CHICAGO (WLS) -- Voting wouldn't be possible without the efforts of hundreds of people behind the scenes, including some young students who felt inspired to be part of the election process.
Naysa Sutherlin is doing her part to make sure this South Shore polling place is running smoothly.
This is the Lincoln Park High School senior's third time as a student electoral judge, thanks to the Mikva Challenge, an organization that works to get young people involved in public service.
Sutherlin said she enjoys having a front seat to the democratic process.
"Things might get chaotic at times, I make sure to keep on my best smile and just remind myself that these people to vote to change their communities and changes everyone's futures," Sutherlin said.
More than 800 student judges are serving across the city this Election Day. Sutherlin said she has always wanted to exercise her civic duty and said that each time, she has been inspired.
"I once met a lady who was telling me about how she never missed a year of voting and it's those experiences that keep me coming back," Sutherlin said.
The student election judges are treated like any other poll worker, getting the same 4 hours of training and earning up to $250 for their time.

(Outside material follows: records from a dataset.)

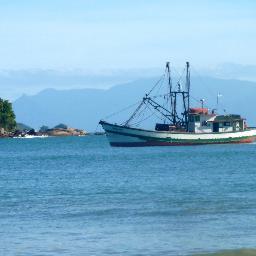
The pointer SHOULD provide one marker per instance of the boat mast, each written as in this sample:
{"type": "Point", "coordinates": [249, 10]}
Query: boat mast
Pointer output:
{"type": "Point", "coordinates": [188, 92]}
{"type": "Point", "coordinates": [180, 121]}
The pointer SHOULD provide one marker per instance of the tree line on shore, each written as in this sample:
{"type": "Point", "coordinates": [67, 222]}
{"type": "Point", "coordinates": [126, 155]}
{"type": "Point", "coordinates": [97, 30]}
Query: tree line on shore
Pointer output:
{"type": "Point", "coordinates": [7, 116]}
{"type": "Point", "coordinates": [9, 127]}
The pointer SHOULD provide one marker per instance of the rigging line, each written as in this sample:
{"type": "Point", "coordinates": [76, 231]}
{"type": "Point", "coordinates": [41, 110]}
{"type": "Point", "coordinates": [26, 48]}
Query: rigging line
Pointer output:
{"type": "Point", "coordinates": [201, 80]}
{"type": "Point", "coordinates": [135, 114]}
{"type": "Point", "coordinates": [198, 101]}
{"type": "Point", "coordinates": [115, 113]}
{"type": "Point", "coordinates": [153, 113]}
{"type": "Point", "coordinates": [161, 78]}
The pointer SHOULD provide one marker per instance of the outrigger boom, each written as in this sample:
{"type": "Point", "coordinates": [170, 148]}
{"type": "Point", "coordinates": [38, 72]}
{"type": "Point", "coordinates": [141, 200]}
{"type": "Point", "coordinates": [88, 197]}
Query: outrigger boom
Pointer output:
{"type": "Point", "coordinates": [188, 126]}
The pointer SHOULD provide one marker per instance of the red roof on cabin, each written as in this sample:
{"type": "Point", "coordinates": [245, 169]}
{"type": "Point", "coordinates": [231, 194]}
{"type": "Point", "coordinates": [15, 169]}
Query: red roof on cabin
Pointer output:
{"type": "Point", "coordinates": [198, 110]}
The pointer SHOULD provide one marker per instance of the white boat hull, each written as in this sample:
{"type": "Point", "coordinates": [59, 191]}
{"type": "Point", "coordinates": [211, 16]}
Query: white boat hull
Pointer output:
{"type": "Point", "coordinates": [125, 136]}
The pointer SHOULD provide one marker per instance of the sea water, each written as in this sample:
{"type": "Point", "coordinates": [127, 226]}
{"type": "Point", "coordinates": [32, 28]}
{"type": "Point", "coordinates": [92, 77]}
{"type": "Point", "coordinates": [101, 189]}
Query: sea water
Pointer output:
{"type": "Point", "coordinates": [79, 196]}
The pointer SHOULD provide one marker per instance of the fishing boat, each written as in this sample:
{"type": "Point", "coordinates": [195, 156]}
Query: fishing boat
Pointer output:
{"type": "Point", "coordinates": [182, 124]}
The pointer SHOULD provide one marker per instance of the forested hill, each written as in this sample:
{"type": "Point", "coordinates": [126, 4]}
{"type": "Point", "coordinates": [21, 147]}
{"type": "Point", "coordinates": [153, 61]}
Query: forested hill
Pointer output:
{"type": "Point", "coordinates": [83, 108]}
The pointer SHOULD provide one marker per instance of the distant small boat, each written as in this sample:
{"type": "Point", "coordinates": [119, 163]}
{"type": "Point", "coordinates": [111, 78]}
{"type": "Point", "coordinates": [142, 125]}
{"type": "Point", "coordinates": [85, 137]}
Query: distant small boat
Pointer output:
{"type": "Point", "coordinates": [193, 126]}
{"type": "Point", "coordinates": [27, 136]}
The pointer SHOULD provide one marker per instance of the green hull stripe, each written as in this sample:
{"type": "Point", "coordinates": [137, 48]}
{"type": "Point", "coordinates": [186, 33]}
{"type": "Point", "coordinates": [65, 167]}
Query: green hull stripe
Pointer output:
{"type": "Point", "coordinates": [192, 141]}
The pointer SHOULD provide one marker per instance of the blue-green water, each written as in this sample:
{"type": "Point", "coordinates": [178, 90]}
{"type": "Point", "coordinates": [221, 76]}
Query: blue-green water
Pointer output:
{"type": "Point", "coordinates": [78, 196]}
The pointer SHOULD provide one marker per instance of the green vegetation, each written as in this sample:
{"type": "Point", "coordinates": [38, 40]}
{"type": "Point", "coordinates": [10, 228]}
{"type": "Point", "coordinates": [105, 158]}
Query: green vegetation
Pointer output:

But Mikva Challenge officials say they come away from this experience with a lifelong appreciation for being involved in the political process.
"We know that students who work as election judges are more than 90% likely to become lifelong voters," said Leah Brown, with Mikva Challenge.
And Sutherlin is on that track, having been a student electoral judge twice before she was old enough to vote.
"Today marks the first time I've voted myself and it's this experience that makes me want to keep voting in the future," Sutherlin said.